Donnerstag, 20. Oktober 2016

42. Festival Zeitgenössischer Musik bietet zahlreiche Uraufführungen

Am Sonntag, den 23. Oktober, eröffnet im Museion das 42. Festival Zeitgenössischer Musik. 2016 verbindet das Festival mehrere Realitäten und Aspekte aktuellen Komponierens in Europa, Italien und Südtirol.

Das holländische Orchester „orkest de ereprijs“ unter Martijn Padding wird das Festival eröffnen. - Foto: Co Broerse
Das holländische Orchester „orkest de ereprijs“ unter Martijn Padding wird das Festival eröffnen. - Foto: Co Broerse

Dem Festival wird sich mit den Standards der Gegenwartsmusik beschäftigen und in diese Kontext einen Holland-Schwerpunkt setzen.
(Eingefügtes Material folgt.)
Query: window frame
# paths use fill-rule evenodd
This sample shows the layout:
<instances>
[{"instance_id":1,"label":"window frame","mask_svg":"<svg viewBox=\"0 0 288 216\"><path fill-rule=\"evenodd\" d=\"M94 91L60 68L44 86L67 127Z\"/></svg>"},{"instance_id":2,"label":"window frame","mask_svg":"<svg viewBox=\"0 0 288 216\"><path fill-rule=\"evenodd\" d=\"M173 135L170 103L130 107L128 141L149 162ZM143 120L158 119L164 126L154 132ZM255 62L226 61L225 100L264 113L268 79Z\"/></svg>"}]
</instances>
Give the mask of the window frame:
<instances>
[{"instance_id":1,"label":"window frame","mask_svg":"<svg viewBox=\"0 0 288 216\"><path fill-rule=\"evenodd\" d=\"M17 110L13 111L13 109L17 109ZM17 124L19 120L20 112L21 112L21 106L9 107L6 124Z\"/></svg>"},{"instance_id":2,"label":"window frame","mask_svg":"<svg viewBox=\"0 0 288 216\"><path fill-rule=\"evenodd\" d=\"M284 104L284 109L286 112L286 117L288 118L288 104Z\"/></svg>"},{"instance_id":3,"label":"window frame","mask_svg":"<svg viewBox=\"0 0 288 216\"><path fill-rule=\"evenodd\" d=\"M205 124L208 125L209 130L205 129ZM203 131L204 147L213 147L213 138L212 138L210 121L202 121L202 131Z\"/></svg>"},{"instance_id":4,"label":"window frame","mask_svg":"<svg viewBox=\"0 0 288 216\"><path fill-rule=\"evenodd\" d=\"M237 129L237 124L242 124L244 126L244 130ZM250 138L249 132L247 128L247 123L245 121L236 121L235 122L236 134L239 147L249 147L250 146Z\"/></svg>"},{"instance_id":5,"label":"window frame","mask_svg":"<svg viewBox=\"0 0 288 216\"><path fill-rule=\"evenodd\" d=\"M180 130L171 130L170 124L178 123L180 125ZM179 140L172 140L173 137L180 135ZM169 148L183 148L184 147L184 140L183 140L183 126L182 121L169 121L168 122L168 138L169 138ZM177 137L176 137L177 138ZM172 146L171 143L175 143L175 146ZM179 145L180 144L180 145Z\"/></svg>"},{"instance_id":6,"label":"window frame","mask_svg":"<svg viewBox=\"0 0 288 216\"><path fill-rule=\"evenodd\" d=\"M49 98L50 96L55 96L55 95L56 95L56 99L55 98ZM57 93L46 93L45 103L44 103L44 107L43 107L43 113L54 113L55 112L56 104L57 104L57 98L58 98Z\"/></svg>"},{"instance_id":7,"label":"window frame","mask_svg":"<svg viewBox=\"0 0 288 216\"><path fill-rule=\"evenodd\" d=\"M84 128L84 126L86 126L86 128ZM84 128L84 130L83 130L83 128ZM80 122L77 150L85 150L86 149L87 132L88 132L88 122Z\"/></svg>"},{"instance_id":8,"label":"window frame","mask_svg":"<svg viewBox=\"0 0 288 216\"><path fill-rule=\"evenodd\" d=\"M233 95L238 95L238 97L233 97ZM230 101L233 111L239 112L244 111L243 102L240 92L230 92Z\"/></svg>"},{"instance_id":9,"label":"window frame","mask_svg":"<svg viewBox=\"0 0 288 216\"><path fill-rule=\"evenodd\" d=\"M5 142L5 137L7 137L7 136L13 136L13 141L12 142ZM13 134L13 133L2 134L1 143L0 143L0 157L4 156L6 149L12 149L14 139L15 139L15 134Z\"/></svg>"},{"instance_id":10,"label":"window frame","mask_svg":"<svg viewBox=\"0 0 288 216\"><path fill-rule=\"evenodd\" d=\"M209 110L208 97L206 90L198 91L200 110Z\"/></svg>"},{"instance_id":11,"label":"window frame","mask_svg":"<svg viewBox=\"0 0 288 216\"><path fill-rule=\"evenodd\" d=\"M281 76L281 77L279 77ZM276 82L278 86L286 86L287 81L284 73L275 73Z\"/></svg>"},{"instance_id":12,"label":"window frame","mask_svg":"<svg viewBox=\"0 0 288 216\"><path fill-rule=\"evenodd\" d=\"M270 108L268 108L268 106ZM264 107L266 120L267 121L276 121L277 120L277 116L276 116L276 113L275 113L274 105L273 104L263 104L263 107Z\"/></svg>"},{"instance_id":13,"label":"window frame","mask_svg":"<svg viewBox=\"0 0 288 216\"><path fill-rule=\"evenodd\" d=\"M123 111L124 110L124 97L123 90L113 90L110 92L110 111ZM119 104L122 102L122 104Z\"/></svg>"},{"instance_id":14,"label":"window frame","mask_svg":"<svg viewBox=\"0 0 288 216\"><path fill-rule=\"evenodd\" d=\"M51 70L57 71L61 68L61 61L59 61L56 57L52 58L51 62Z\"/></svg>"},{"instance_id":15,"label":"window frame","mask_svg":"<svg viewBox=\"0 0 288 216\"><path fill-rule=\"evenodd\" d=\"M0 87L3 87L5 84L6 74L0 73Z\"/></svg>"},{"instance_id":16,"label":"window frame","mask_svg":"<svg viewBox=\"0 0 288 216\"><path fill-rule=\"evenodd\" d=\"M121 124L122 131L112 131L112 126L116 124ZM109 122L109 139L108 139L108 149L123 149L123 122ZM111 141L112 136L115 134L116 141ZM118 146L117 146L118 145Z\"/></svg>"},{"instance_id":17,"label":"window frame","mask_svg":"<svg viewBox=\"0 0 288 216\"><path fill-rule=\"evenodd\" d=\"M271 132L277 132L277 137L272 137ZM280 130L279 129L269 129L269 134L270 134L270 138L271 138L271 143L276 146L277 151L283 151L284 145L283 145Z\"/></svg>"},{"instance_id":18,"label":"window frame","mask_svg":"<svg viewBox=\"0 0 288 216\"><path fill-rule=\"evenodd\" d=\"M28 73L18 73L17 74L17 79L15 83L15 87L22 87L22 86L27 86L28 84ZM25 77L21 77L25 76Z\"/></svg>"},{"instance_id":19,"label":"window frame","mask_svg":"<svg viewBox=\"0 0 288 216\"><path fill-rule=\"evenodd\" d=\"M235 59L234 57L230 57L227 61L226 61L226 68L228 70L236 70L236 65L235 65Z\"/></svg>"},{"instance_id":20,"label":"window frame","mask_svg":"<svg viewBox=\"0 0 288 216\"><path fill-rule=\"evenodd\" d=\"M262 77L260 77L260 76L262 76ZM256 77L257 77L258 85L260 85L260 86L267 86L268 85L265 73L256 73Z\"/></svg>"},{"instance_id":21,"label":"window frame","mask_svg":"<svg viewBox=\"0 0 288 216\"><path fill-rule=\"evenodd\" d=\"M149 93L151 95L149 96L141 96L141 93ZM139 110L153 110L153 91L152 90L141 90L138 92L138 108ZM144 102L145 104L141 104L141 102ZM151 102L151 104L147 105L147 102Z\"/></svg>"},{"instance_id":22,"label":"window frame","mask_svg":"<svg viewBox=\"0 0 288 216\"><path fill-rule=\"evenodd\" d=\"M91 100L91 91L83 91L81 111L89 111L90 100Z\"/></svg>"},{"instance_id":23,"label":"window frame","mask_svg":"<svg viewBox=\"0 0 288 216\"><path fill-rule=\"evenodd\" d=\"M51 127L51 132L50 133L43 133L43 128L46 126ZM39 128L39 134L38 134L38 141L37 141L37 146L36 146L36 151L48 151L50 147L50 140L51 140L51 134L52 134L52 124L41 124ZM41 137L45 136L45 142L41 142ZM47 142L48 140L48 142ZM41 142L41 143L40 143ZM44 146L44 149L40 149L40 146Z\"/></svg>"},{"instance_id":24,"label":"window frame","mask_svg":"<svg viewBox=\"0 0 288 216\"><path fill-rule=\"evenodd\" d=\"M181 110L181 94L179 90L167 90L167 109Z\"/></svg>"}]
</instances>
Darüber hinaus geht es den Festivalmachern um die Bestandsaufnahme avantgardistischer und postmoderner Schreibweisen in der heimischen Szene. Partner in diesem Bemühen sind das Musikkonservatorium, das Museion, der Südtiroler Künstlerbund, das Stift Muri Gries, das Ensemble „Windkraft“ und der Südtiroler Künstlerbund, der mit Kompositionsaufträgen die Südtiroler Komponisten fördert.

„orkest de ereprijs“ spielt in Bozen

In den drei Tagen zur Niederländischen Avantg arde am Beginn des Festivals finden zwei Konzerte und ein Kompositions-Seminar im Konservatorium mit dem holländischen „orkest de ereprijs“ unter Martijn Padding statt, das am 23. Oktober im Bozner "Museion" (18. Uhr), Werke von Donatoni bis Louis Andriessen spielt.
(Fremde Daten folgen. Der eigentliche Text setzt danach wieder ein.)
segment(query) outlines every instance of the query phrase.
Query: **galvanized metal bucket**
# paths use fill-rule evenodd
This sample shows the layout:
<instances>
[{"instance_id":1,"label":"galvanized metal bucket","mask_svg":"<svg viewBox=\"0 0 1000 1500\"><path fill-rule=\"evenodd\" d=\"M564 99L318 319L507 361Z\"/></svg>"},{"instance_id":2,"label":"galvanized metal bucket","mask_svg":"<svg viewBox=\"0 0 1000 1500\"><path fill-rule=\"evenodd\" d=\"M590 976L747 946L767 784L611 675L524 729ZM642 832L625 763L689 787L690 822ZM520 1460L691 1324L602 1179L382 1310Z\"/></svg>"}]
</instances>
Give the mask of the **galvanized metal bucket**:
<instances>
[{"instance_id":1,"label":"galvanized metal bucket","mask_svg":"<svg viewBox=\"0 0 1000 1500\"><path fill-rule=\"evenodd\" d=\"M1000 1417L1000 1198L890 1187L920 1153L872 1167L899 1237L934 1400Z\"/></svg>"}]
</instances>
Dicht auf das holländische Ensemble folgt am 26. Oktober die heimische „Kapelle für Neue Musik Windkraft“, die im Verein mit den „Virtuosi Italiani“ Tiroler Avantgarde von Michael. P. Huber und Helga Plankensteiner der Ur-Avantgarde von Schönberg, gegenüberstellt.
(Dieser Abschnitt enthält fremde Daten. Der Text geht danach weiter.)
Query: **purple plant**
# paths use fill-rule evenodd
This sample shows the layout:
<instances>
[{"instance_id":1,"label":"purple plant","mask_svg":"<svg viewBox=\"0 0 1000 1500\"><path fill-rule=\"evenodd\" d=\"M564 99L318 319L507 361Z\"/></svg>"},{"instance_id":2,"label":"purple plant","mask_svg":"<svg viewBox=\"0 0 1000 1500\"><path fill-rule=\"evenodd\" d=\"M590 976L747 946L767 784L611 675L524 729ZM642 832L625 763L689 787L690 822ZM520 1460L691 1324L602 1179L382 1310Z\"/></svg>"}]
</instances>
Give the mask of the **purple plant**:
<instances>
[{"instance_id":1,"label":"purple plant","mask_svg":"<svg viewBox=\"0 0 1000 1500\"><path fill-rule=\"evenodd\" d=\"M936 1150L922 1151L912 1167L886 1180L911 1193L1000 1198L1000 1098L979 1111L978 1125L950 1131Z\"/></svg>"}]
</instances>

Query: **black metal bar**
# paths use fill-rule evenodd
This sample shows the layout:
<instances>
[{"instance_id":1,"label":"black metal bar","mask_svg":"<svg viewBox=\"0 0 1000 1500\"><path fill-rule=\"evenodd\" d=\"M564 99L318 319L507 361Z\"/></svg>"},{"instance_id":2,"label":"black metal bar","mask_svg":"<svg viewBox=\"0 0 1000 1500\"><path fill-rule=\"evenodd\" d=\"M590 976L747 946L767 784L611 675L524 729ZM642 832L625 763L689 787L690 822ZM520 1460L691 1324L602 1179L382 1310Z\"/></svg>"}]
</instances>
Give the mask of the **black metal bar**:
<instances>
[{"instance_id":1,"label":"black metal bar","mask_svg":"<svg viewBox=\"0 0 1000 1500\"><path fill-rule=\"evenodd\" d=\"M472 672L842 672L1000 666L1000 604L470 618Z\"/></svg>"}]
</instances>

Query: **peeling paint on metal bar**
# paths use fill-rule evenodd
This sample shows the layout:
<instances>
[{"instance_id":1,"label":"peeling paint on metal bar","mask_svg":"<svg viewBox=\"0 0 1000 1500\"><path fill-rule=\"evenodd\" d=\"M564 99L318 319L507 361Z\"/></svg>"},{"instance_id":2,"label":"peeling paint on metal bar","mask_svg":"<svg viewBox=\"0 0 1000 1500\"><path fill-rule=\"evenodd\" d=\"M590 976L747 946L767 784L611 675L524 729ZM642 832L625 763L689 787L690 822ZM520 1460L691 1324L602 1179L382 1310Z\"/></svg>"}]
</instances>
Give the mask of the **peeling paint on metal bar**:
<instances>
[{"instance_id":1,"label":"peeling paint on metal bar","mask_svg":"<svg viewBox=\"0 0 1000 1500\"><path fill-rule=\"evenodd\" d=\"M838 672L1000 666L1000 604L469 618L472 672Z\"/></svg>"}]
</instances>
3 Südtiroler Uraufführungen

Über den Südtiroler Nachwuchs auf dem Gebiet der Komposition und der Orchesterleitung informiert ein eigenes Konzert im Konservatorium, in deren Rahmen es drei Uraufführungen von Hansjörg Mutschlechner, Andrea Tasser und Alois Papst gibt.

Aufführungen bis Mitte November

Am 8. November spielt im Knappensaal von Klausen das Duo Sabine Federspieler (Blockflöten) und Maja Mijatovic (Cembalo) ein Programm unter dem Titel „Musik von Frauen für Frauen“, neuste Musik von jungen Komponistinnen: von Dana Cristina Probst, Manuela Kerer, Gabriele Proy, Margareta Ferek-Petric und YingYang.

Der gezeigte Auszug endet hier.